I didn’t buy the book for its collectible value. The tattered volume, water-stained and excessively worn, was too beat up to have any significant commercial value.

Rather, I took home the book because of the note from the author included on the front and back inside flaps of the dust jacket. There the hermetic Salinger offered a few tantalizing clues about his recent literary activities, and seemed to indicate — as the rumors implied — that he was busy writing. His words fostered the hope that more stories of the Glass family would appear — if not promptly, at least eventually. But they also hinted at a more dismal possibility: “[T]here is a real-enough danger, I suppose, that sooner or later I’ll bog down, perhaps disappear entirely, in my own methods, locutions, and mannerisms.”

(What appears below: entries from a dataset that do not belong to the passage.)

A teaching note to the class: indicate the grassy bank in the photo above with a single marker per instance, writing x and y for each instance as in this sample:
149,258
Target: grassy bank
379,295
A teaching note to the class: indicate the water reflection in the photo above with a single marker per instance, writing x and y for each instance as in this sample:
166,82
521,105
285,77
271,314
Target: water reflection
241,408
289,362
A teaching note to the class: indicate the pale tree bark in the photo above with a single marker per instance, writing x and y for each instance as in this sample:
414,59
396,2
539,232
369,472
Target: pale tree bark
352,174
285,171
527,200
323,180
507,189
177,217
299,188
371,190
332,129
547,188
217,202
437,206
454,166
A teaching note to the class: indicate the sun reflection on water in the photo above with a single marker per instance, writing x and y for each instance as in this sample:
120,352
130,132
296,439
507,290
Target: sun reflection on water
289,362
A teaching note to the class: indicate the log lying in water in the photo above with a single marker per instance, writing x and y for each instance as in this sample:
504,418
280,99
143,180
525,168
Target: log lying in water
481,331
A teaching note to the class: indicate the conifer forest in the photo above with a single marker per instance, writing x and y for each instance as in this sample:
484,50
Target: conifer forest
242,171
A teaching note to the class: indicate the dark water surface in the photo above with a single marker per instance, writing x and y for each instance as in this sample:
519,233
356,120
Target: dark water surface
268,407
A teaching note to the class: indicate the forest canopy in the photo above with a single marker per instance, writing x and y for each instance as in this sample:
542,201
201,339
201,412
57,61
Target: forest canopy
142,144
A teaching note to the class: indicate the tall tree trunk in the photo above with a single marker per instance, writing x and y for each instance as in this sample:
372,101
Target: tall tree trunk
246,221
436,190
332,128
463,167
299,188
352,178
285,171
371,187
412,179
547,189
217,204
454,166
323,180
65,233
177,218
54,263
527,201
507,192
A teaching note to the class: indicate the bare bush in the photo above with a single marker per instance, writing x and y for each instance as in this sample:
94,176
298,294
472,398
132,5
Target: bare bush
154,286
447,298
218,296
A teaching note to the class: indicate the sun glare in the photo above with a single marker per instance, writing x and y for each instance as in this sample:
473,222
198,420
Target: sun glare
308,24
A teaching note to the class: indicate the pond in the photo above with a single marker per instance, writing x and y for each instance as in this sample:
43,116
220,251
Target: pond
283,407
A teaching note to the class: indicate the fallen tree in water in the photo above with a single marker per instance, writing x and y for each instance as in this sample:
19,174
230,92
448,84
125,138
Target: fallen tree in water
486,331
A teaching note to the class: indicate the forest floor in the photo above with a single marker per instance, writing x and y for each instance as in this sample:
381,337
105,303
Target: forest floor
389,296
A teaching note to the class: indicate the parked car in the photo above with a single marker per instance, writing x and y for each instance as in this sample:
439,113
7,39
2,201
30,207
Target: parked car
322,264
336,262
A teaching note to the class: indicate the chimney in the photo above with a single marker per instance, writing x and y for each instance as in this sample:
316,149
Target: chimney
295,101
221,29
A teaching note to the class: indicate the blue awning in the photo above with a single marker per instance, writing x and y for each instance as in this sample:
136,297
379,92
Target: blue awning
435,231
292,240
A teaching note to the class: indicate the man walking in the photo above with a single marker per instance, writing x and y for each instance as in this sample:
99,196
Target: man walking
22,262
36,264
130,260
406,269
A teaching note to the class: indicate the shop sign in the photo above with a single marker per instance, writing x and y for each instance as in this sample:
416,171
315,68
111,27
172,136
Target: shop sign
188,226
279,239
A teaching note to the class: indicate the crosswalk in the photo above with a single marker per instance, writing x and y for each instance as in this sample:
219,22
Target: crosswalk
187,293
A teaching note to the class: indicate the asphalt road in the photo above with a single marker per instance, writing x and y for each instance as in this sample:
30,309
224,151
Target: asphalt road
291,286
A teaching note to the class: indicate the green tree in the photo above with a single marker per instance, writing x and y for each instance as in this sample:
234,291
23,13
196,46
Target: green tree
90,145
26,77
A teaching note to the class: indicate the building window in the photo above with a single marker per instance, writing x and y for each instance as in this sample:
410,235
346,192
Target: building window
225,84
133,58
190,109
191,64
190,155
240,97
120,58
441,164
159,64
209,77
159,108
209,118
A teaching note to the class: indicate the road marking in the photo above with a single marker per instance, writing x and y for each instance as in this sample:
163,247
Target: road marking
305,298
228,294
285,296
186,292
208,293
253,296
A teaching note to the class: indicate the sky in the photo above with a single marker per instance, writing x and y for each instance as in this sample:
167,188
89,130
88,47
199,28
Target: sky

These jacket notes penned by Salinger seemed uncharacteristically candid and offered a rare glimpse of what might next come forth from the author’s typewriter.

We may eventually know whether or not there are volumes of unpublished prose in Salinger’s estate. If this material does exist, I hope it comes close to living up to the hype with which it will no doubt be accompanied. Until then, here is the text from the dust jacket that so intrigued me all those years ago:

The author writes: FRANNY came out in The New Yorker in 1955, and was swiftly followed, in 1957, by ZOOEY. Both stories are early, critical entries in a narrative series I’m doing about a family of settlers in twentieth-century New York, the Glasses. It is a long-term project, patently an ambitious one, and there is a real-enough danger, I suppose, that sooner or later I’ll bog down, perhaps disappear entirely, in my own methods, locutions, and mannerisms. On the whole, though, I’m very hopeful. I love working on these Glass stories, I’ve been waiting for them most of my life, and I think I have fairly decent, monomaniacal plans to finish them with due care and all-available skill.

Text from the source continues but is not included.